We discussed many innovation questions that agroecological farmers must tackle. How do we farm without fossil fuels? Without plastic? How do we survive the effects of climate change? How do we make tools accessible to all bodies? How do we advocate for our needs as smallholder farmers? How do we ethically engage with digital tools for our own empowerment?

….

Grassroots innovations sustain autonomy in direct opposition to the learned helplessness of capitalism.

Capitalism causes us to be paralyzed, waiting for a solution to be sold to us.

Capitalism tells us that innovations come from academics, trained scientists, and engineers, not peasant farmers.

Capitalism tries to turn farmers into consumers that purchase softwares, seeds, tools and chemicals made by these trained scientists and engineers.

Capitalism sells us complex and difficult to repair tools to do simple tasks.

As a direct antidote, grassroots innovations for agroecology create autonomy.

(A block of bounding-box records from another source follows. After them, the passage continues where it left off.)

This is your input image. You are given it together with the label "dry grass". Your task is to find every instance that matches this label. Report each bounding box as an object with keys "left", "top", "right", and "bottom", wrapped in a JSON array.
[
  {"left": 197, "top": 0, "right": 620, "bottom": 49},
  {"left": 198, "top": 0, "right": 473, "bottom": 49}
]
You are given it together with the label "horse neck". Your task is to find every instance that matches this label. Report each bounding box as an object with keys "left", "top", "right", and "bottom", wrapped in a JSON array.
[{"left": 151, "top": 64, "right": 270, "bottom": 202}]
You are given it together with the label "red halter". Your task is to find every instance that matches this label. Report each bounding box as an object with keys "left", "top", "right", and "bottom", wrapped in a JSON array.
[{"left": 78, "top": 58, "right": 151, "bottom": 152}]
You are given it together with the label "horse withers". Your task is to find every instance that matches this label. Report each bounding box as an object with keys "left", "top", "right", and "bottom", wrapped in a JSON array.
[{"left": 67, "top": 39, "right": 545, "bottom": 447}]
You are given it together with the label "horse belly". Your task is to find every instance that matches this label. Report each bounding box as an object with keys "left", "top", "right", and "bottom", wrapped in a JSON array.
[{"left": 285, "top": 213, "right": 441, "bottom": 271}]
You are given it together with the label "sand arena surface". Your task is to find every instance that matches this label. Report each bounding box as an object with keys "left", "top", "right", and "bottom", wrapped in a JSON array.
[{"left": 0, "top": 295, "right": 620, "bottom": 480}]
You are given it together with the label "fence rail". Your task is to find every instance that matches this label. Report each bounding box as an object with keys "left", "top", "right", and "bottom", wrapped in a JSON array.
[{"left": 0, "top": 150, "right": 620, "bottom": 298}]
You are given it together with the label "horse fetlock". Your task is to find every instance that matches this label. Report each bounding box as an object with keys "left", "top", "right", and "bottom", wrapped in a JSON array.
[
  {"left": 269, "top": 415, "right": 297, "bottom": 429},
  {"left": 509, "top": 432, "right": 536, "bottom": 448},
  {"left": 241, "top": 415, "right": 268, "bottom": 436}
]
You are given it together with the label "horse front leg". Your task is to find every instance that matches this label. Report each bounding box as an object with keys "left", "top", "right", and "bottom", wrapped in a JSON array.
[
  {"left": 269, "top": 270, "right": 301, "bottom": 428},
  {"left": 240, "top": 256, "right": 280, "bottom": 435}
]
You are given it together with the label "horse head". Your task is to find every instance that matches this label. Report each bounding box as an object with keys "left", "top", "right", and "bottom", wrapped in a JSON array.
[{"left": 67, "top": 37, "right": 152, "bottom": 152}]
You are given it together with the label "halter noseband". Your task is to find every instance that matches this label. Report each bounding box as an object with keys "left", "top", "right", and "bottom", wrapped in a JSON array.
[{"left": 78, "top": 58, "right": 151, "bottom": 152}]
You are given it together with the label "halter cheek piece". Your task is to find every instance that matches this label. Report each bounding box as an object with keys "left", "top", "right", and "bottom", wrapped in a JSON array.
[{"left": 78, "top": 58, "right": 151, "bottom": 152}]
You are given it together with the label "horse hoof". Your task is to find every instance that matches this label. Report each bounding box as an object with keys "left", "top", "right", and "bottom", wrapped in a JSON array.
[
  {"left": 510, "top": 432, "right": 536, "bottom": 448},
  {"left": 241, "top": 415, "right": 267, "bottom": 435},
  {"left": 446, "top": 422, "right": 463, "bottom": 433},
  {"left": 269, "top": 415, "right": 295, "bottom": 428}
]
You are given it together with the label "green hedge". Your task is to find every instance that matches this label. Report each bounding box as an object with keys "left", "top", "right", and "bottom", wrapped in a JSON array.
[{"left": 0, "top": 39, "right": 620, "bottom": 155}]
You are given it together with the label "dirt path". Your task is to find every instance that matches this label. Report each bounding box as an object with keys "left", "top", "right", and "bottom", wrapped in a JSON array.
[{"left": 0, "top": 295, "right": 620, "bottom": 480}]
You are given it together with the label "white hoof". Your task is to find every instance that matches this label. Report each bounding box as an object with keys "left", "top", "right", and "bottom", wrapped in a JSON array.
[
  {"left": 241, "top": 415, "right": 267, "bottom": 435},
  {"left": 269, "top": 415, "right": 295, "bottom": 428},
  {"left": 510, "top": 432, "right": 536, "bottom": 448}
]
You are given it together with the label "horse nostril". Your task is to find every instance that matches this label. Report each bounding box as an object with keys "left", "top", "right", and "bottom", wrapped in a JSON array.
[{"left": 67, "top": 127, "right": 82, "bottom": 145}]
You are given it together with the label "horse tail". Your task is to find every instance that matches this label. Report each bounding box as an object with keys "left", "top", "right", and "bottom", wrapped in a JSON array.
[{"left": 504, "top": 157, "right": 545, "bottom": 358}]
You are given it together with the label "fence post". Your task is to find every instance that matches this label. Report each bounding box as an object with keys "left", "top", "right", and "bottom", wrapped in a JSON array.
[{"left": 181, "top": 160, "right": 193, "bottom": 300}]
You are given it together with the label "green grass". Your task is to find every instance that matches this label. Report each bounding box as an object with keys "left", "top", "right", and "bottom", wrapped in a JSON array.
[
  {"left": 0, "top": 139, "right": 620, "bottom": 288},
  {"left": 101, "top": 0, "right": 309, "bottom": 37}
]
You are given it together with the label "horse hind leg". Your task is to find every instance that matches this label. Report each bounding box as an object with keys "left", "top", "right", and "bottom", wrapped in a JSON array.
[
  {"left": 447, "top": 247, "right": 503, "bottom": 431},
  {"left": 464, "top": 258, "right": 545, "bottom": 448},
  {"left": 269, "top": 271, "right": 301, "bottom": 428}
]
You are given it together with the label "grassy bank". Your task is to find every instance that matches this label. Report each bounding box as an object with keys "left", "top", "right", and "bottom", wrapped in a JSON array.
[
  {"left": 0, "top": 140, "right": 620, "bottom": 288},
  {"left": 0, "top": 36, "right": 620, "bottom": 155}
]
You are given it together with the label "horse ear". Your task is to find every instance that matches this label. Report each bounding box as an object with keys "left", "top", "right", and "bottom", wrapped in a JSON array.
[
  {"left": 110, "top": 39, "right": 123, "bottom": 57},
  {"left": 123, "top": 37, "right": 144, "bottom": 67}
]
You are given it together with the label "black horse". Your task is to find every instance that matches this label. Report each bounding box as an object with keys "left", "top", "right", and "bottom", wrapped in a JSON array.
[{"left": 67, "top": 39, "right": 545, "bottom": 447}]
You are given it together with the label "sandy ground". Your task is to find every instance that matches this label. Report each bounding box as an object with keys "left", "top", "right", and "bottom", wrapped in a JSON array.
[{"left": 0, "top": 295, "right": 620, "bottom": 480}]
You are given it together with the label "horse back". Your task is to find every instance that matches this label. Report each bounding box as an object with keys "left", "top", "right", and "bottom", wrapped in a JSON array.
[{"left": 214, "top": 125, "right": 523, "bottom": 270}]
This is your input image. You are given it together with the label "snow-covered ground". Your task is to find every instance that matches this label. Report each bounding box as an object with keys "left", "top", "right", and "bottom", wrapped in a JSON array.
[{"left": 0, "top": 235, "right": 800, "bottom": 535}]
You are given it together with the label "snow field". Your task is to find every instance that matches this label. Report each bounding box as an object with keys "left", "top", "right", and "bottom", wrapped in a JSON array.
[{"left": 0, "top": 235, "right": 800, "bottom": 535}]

Autonomy does not mean individual independence, it is the choice of your dependence. The choice of who you want to work with and how. Autonomy is built into the way we innovate using horizontal and bottom-up innovation that is always evolving in response to feedback. Whereas top-down innovation is driven by profits, bottom-up innovation is driven by shared values. Autonomy is also built into the tools themselves, by creating simple tools that are easy to repair.

Innovation provides a common ground for our movements for autonomy to expand. For Tzoumakers, their makerspace is becoming a hub for a multisectoral cooperative. Fabriek Paysan shared that conservative farmers “talk really easy with us because we talk only machinery or innovation and it’s really a topic that doesn’t have political view for them. So it’s very technical, to befriend. Once we say that we are some activism in climate change they say, ah “but I thought that all the climate activists were against us.” And once we begin to talk and we say no we are not against you, we are against the system and…They begin to understand everything.”